Yaşlı adam Steve'e baktı ama o da hamağa uzanan Liz'e bakıyordu . Sonra önüne dönüp başını ellerinin arasına aldı.

"Steve !"seslenen yaşlı adamdı .

Steve başını kaldırıp ona baktı .

"Siz hala düzelmediniz mi ? Yine mi tartıştınız ?"diye sordu .

Steve Liz'in sabah söylediklerini anlattı . Onu anlamaya çalıştığını fakat kafasının çok karışık olduğunu söyledi .

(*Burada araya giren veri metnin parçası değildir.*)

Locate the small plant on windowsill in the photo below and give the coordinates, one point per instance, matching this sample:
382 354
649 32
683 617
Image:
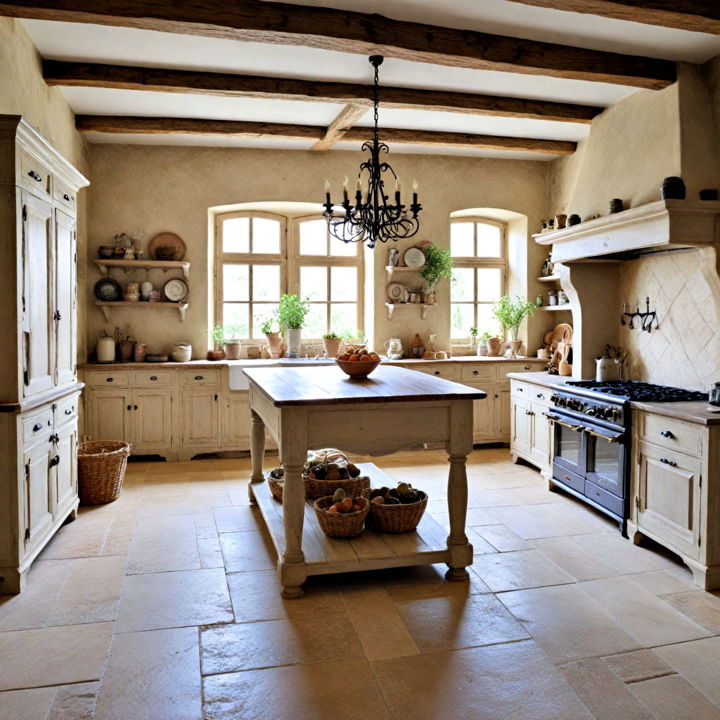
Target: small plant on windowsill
438 265
291 318
510 313
217 335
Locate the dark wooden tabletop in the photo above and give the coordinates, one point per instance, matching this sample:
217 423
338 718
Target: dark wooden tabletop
328 385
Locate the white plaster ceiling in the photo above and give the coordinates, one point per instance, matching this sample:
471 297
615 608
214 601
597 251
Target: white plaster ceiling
128 46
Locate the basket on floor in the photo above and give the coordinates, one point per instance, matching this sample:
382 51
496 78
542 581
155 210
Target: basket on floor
396 518
315 488
340 524
101 470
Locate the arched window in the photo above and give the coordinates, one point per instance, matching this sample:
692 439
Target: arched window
261 255
479 250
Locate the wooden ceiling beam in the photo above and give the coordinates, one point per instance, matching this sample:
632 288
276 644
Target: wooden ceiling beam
228 128
693 15
344 31
70 74
340 126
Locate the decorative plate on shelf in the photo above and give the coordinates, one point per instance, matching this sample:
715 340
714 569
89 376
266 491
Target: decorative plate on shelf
414 257
396 293
175 290
166 246
107 290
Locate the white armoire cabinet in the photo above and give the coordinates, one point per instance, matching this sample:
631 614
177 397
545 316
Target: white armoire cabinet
39 392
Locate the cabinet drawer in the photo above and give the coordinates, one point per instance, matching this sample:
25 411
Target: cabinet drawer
478 373
199 378
671 434
149 378
33 174
64 195
36 425
449 371
66 410
120 378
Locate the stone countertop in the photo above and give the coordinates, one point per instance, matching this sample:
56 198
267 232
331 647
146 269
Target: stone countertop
692 412
297 362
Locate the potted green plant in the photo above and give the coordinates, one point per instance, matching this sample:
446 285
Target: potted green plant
331 342
438 265
273 337
217 335
232 346
510 313
291 318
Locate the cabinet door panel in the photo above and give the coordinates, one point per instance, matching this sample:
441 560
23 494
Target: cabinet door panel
66 468
65 284
669 497
236 421
201 419
37 297
38 493
107 416
152 421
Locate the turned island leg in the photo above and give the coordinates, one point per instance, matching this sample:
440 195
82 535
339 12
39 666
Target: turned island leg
257 452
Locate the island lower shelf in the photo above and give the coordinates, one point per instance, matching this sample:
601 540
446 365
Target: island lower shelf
368 551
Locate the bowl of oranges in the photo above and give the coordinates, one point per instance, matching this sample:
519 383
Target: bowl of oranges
357 362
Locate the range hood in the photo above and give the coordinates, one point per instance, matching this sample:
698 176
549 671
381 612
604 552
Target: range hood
656 227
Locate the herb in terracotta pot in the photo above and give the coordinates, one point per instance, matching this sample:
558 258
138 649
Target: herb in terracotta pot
438 265
291 318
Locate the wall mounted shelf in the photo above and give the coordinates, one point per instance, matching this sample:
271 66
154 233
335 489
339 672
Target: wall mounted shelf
106 307
423 308
127 265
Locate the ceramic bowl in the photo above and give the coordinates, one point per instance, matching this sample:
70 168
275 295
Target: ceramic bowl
358 369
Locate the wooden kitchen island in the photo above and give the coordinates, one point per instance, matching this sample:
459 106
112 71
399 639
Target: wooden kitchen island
394 409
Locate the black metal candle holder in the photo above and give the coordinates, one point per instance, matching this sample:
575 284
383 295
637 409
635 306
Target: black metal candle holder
646 319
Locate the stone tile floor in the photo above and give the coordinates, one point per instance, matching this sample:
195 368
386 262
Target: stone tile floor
164 605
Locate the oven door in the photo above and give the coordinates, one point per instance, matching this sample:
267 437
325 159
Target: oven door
607 459
570 451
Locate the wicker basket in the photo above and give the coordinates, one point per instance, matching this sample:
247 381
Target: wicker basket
101 470
340 524
315 488
396 518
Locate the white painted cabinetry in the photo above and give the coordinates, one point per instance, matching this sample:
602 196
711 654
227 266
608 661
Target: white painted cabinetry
38 388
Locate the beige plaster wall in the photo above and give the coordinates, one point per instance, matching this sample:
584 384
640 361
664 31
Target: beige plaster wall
24 92
171 188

"Bak evlat , bu zor bir süreç ikiniz içinde ama en zoru onun için . Bu bilinmezlik onu yoruyor ,sonunu bilmiyor . Birazda onun açısından bakmaya çalış ve ona zaman ver . Bu zaman zarfında sana düşen ,onu gerçekten seviyorsan yanında olmak . Koşulsuz şartsız ve sabırla beklemek ki gerisi zaten kendiliğinden olur . Her ne olursa olsun yanında olduğunu ona hissettir . Onu sev ama kaybetmekten asla korkma . Belki de korktuğunu anladığı için böyle davranıyor ama böyle uzak durmaya devam edersen , istemediğini düşünebilir .
Yada tam tersi senden uzaklaşabilir . Kendi yolunu bilmeyen biri , başkasını o yola sokamaz evlat ."

Steve bir şey diyemeden konuşan Linda'ydı.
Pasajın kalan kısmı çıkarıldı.